We stopped in Montevideo, Uruguay, and Al went alone on a day trip out to Colonia del Sacramento.  I had gotten a pretty bad cold so didn’t go along.  It’s a resort popular with Uruguayans and Argentinians both, and is the original Spanish colony in Uruguay.  It’s about a 2 ½ hour drive from Montevideo through rich farmland but located on the River Plate, an almost 180 mile wide river, a picturesque and laid-back place where people like to get away from the hectic and crowded life in the cities.  It has both modern and historical sections.  There was a walking tour and lunch in the older section with many colorful Spanish-style structures, including a city wall and gate.  The streets are lined with large sycamores that arch over the streets, something we saw in Montevideo as well.

Arrived in Buenos Aires and took a look around the city for a while, taking in some beautiful residential neighborhoods and the main square, Plaza de Mayo, with the colonial Presidential Office and the large basilica where Pope Francis presided when he was there.  It’s really a very beautiful church, and there was a ceremony of some kind going on with a number of celebrants and a large group in matching T-shirts.  We drove along very wide boulevards lined with tall sycamore trees and lots of European-looking buildings.  Very cosmopolitan feeling here.  We visited a cemetery, of all things, because it was all above-ground mausoleums lining numerous narrow streets, very elaborate with statues and carvings and altars inside.  The graves are all family ‘plots’ and the bodies can be 7 – 10 deep!  It was kind of like a city of the dead.  Eva Peron is buried there in a mausoleum that’s owned by some family (Duarte) not her own.  Later we stopped at the La Boca neighborhood where all the buildings are rainbow-colored tin with carved mannequins looking down from balconies.  The streets are full of shops and restaurants and there are lots of couples giving tango demonstrations in the fronts of cafes.  Very colorful place – they said it’s the most popular area of the city.  Lots of parillas where they are cooking beef, pork, chicken, sausages, and vegetables which are popular here.  Returning to the ship we passed a lot of long old red brick buildings which were former warehouses for the docks but are now very expensive restaurants and offices.  It’s a very lively, modern city with near-frantic activity all the time, according to our guide. 

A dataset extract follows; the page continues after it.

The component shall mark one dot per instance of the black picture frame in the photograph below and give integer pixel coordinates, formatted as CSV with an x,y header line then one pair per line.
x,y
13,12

We left the next day to fly to Iguazu Falls for a couple of days.  The ship stays in Buenos Aires for both the days we’re gone, so we just re-join the ship there.  Everything went perfectly, and right after lunch we were already walking the boardwalks above the falls.  Oh, my gosh, these are unbelievably beautiful!  Higher and twice as long (1.7 miles) as Niagara, they form a rough horseshoe shape and straddle the Brazil/Argentina border.  We were on the Argentine side.  We had amazing close-up views, looking out from just above the waters on this walk.  It felt like Shangri-La or Eden or something.  They’re so long and there’s so much water, but the green of the jungle vegetation punctuates the white crashing waters here and there all across the span, so there’s great contrast.   We had blue skies for most of the time so it was simply a breathtaking sight.  Later, we walked the lower boardwalk which gave us a different perspective, and then at the river level below the falls, we got on zodiacs to travel up close to the base of the falls.  And then under the falls!  We were completely drenched!  Of course this is on purpose and we knew it was coming, but they actually take you into the water crashing down.  Most people wore swimsuits.  It was amazing. 
After this we went to our hotel, Loi Suites, which is an eco hotel in the jungle, the buildings connected by swinging bridges.  There are 3 very large infinity-edge pools which look like the water is falling off into the jungle.  It was really lovely.  The next morning we took a train out to see the Brazilian side up close.  The largest section of the falls are on that side, called Devil’s Throat, and we could see the spray from far off while we were walking the boardwalk to get there.  On the way, we kept crossing huge expanses of the Iguazu River, divided by lots of islands.  The Devil’s Throat is gorgeous and massive and the water just surges down – vast amounts, thundering and pounding.  There’s so much spray we were pretty wet again, but SO beautiful!!!  This trip is right up there at the very top of all the things we’ve ever done and seen.  And once again, we were incredibly lucky with the weather, since the forecast was 100% chance of rain while we were there.  Wow, you’ve got to go!
We had to bid farewell to the Theisses and the Glasses here since their cruise ended and they were returning home after Iguazu Falls.  It was so fun to have them on board for the last 3 weeks!

1 comment:

  1. I am loving traveling along with you; based on your reports, I think Patagonia is on my short list. Hope your cold is long gone and you are enjoying the next part of your adventure. It's been unnaturally cold here and Spurs are in 7th place, so you're not missing much. Love to Al.